I tried to explain: we see a person, and we slot male/female. All judgments flow from there. We match clothing to secondary sexual characteristics. We match up voices and cadences and attitudes. We slot the person into imagined roles and qualities, based on what we've observed. We come up with words like tomboy and girlie man and slut and queer and pansy and butch. We say "pretty!" or "hot!" or whatever. When we talk to said person, we know whether to judge hir bad attitude "bitchy" or "dickly."

"Hm," my friend said again. "I don't know."

And at that point I gave up.

But no. Seriously. We (people, humans, those of us raised under patriarchy, I don't know if it's nature or nurture) get intensely uncomfortable if we don't know "what someone is." (The answer: a person. Full stop.) And we get twitchy if what we imagine doesn't match what we expect. Men are Y way. Women are X way. (ha! see what I did there?)

So then I see stories like this one about Andrej Pejic and how Barnes and Noble insisted that his image on a magazine cover be covered by opaque plastic because people might mistake him for a [nude] woman. And I think--well. A couple of things. One: Goddamn, he's beautiful. And I mean that in all senses. And then I think--why the fuck do we care? His name is Andrej, and we have topless men on the covers of magazines all the time. But of course the answer is obvious, right? He might be mistaken for a woman, and a young nude woman at that, and we can't have that. Because young nude women are, by US standards, indecent. They make us (as a society) uncomfortable in a way that half-naked men do not. But then, if we all knew the person was a she, not a he--that's a whole new batch of discomfort. This doesn't fit into our sex and gender roles! Cover it up!

Then there's the manufactured drama over Baby Storm, whose parents refuse to reveal hir sex. The child will be confused! the pearl-clutchers cry. The kid will be messed up! So explain to me, and use little words, how the kid will be messed up. Will s/he not know the proper behavior? Understand what colors s/he can wear? What fashions? If the hair should be long or short? Make-up? Because what I'm really seeing here is that people encountering the kid are upset, not the kid. They don't know how to respond to a child with no sexual cues. And they are going after the parents in all kinds of judgmentally bullshit ways, projecting their own freakout onto a little baby whose sex wouldn't be readily apparent anyway if it wasn't wearing the properly socially coded clothing.

And that's fucked up. Gods and little fish, that's fucked up.

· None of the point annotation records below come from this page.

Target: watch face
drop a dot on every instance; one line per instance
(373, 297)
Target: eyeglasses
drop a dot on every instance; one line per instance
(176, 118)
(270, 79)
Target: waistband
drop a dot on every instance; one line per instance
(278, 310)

And then I read this piece about pirates, princesses, and karate and thought--yeah. The author, Susan Schorn, says it better than I can. So I quote her here:
These kids don't find it at all unusual to put on a pirate outfit and then sit quietly at a table, gluing down sequins. They think nothing of hiking up their gowns and laying into a target like angry wallabies. It's all open to them right now, the whole big sex-and-gender-and-power puzzle is just one big fantasy, and they are free to try on any part of it they want.
Pretty soon, that will change. One set of ridiculous costumes will nudge the little girls toward one role, while another set of absurd uniforms will elbow the boys in the opposite direction. They'll move further and further apart, until the opposing camps of raging masculinity and bulging femininity are established, only meeting up at events like the UFC title fights, or, in more civilized dress, at royal weddings.
If I were a princess, I think, and I had a fairy godmother, and she granted me one wish, I'd wish that all of these kids, the boys and the girls, would find a way to hang onto their freedom. That they'd refuse be swayed by the big-screen TVs and the fashion columnists and the wait staff at the restaurants their parents bring them to, and carry on with their brilliant mash-ups of piracy, princesses, and punching bags. That all forms of power would seem equally plausible to them, and that all costumes would strike them as equally ridiculous,

I hope baby Storm has that fairy godmother. I hope the whole world gets one.